色めき立つ男性陣は皆立ち上がり、拍手で迎える。
500万年に一人って、人類史上に一人って事じゃん!? そんな存在がこんな島国に存在しているはずがない(決して日本国を馬鹿にしている訳ではない。)。
「こんにちは~」
胸の高さで手を振り、軽く膝を曲げてあいさつをするアイドル。
キャピキャピしてる。
アイドルって大変だな。私はあそこまでキラキラ出来ないな。
そんなことを思っていると、
「MIKAちゃん、今日は楽しんでいってな。それと、そこにおるひな壇共が言い寄って来たら遠慮なく言うんやで。すぐに芸能界から抹殺したるから」
「そこまでしなくてもいいですけど……もしもの時はお願いしますね!」
「「待ってくださいよー」」
「「勘弁してくださいよー」」
「「LINEやったらええやろ?」」
「おっ、早速今日、引退する奴が出てもうたな」
観覧席からは笑いが起こる。
番組が始まって早々、お客さんを味方につけている。
結衣はアイドル業界にかなり疎い。それはアイドル業界だけでなく、俳優業界以外を知らない――関心がないのだ。
だから正直なところを言うと、今さっき引退宣告を受けたのが誰なのかかなり怪しかった。

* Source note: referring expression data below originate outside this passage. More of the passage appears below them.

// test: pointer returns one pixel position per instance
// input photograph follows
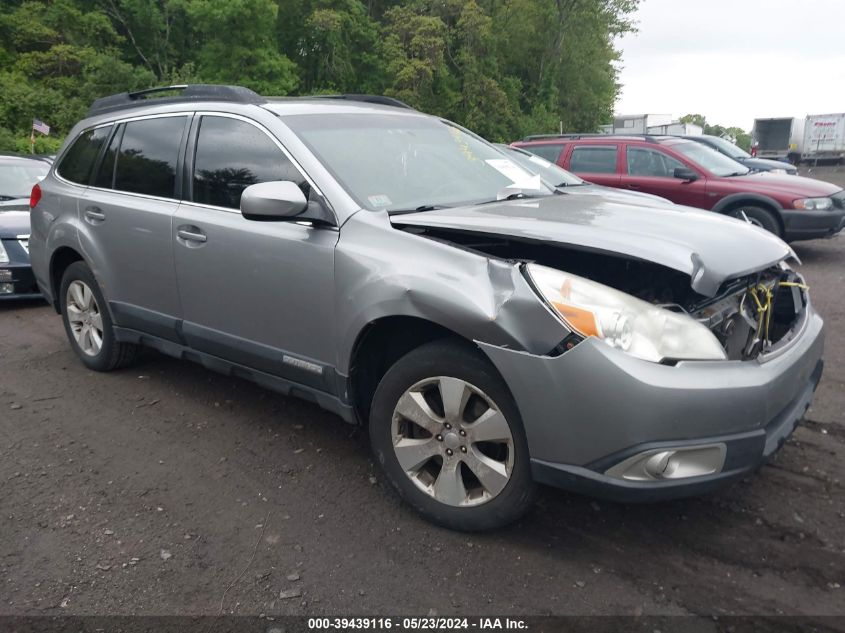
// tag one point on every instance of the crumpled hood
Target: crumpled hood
(14, 223)
(710, 248)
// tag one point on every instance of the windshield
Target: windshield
(711, 160)
(18, 177)
(549, 172)
(405, 163)
(728, 148)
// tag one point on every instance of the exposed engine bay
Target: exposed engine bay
(749, 316)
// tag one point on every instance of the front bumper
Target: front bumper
(594, 407)
(810, 225)
(16, 278)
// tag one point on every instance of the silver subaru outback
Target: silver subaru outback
(492, 330)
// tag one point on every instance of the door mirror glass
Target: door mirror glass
(277, 199)
(685, 173)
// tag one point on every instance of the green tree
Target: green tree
(501, 67)
(236, 43)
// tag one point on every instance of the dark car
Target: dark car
(18, 174)
(692, 174)
(556, 176)
(724, 146)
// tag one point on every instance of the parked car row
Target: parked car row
(493, 320)
(18, 174)
(688, 172)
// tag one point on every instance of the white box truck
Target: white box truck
(638, 123)
(824, 137)
(779, 138)
(676, 129)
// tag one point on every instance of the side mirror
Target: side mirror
(274, 200)
(685, 173)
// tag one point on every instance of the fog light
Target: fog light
(671, 463)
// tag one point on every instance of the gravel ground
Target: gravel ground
(167, 489)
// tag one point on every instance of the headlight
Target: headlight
(813, 204)
(622, 321)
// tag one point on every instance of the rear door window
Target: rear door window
(651, 162)
(78, 161)
(549, 151)
(230, 156)
(146, 161)
(598, 159)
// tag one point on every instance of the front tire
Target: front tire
(88, 323)
(448, 437)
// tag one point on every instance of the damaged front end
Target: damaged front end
(750, 316)
(757, 315)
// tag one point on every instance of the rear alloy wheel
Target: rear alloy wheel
(84, 318)
(758, 216)
(448, 435)
(88, 323)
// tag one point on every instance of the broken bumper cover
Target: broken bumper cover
(593, 408)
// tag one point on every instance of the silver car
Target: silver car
(490, 331)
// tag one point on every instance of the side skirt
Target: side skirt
(273, 383)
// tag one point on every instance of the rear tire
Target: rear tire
(88, 324)
(460, 459)
(760, 217)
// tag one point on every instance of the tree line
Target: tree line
(503, 68)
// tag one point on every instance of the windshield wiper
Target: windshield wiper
(422, 207)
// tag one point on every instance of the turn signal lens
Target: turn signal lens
(629, 324)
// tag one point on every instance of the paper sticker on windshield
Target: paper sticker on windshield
(380, 200)
(539, 161)
(507, 168)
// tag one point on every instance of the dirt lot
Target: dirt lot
(167, 489)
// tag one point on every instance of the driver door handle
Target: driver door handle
(191, 234)
(94, 215)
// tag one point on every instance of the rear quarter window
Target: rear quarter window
(594, 160)
(78, 161)
(146, 160)
(549, 151)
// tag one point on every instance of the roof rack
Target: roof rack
(185, 93)
(651, 138)
(376, 99)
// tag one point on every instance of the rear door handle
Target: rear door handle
(191, 234)
(94, 215)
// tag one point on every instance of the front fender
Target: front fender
(732, 199)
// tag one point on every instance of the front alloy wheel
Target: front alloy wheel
(449, 438)
(452, 441)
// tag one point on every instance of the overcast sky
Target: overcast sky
(735, 60)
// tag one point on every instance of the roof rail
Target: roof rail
(651, 138)
(376, 99)
(185, 93)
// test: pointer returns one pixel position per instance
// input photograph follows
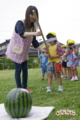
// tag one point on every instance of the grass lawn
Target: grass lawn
(68, 99)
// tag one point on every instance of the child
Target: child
(43, 62)
(72, 57)
(54, 63)
(64, 61)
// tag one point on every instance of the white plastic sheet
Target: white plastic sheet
(36, 113)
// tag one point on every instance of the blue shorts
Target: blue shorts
(44, 70)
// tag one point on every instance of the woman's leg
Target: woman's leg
(24, 74)
(17, 74)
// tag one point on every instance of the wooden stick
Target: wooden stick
(34, 13)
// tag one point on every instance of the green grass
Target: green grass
(68, 99)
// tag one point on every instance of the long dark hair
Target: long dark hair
(28, 12)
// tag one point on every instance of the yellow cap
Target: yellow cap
(63, 46)
(44, 46)
(70, 41)
(52, 33)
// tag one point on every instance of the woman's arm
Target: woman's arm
(20, 29)
(27, 34)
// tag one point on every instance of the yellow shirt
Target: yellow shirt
(53, 52)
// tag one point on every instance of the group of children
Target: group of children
(59, 60)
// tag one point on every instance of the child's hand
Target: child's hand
(46, 54)
(50, 57)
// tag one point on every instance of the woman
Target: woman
(24, 34)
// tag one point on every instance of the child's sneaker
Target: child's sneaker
(76, 78)
(60, 88)
(28, 90)
(49, 89)
(72, 79)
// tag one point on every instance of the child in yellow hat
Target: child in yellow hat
(43, 62)
(54, 61)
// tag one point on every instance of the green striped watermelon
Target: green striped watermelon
(18, 103)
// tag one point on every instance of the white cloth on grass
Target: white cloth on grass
(36, 113)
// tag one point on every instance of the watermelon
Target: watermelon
(18, 103)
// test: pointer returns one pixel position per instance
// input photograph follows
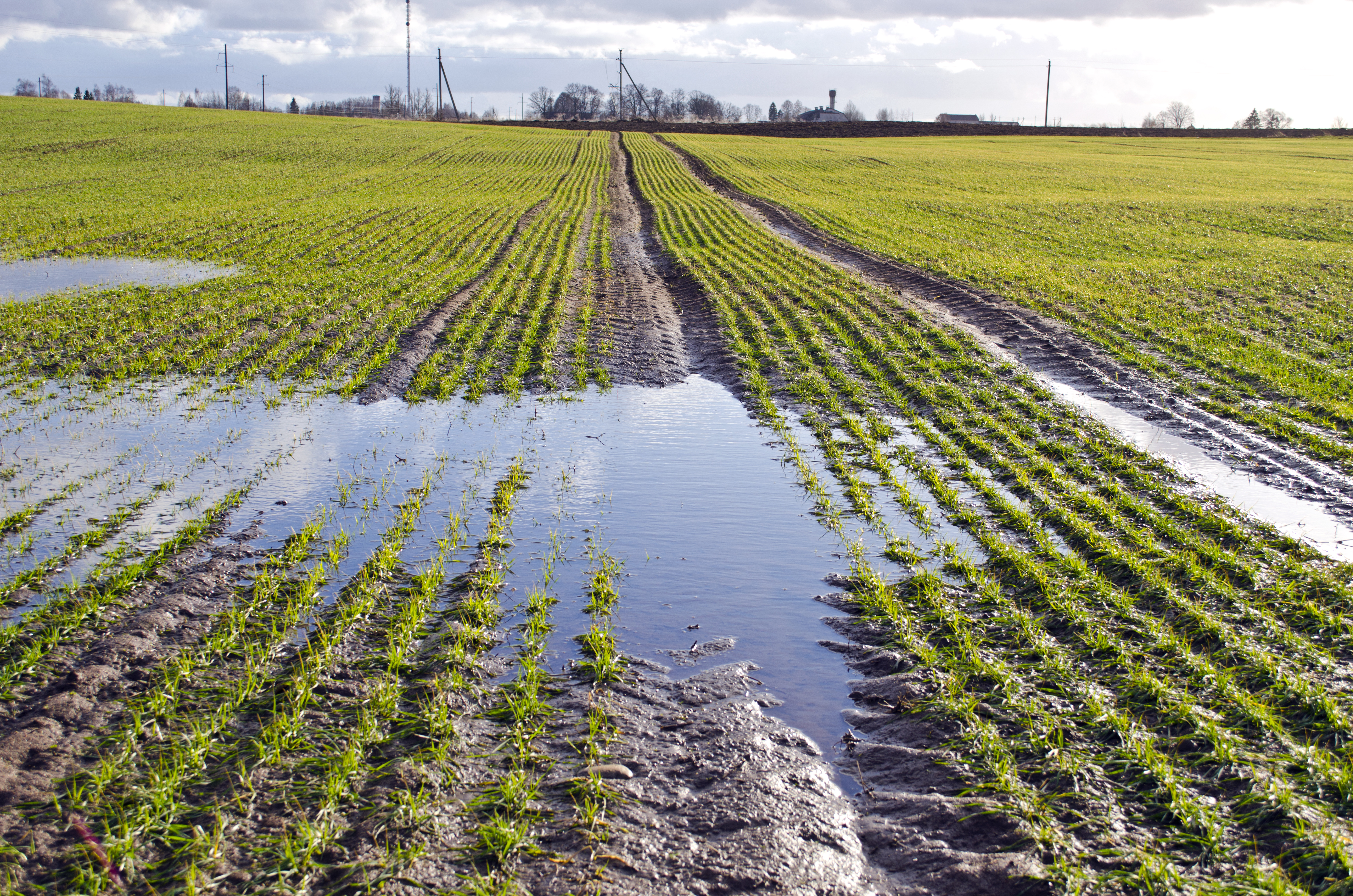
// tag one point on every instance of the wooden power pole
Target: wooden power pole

ピンキーズの加藤さんだったかな? 多分合ってる……はず。
「私、シナモンの大ファンだったのに、残念です。でも半田さんなら芸人以外の道でも成功出来ますよ~」
「あれ? オレ、ホンマに引退すんのか?」
「当たり前や! 引退や、言うたやろ!」
再び笑いがスタジオを包む。
ピンキーズの加藤さんじゃなかったか。
シナモンの半田さんってあんな顔だったけ? 間違えないようにしなくちゃ。
人の名前覚えてないとか好感度に響きかねない。
既にワンクール(3ヶ月)近く共演しているので、顔と名前が一致しないのはかなりヤバい。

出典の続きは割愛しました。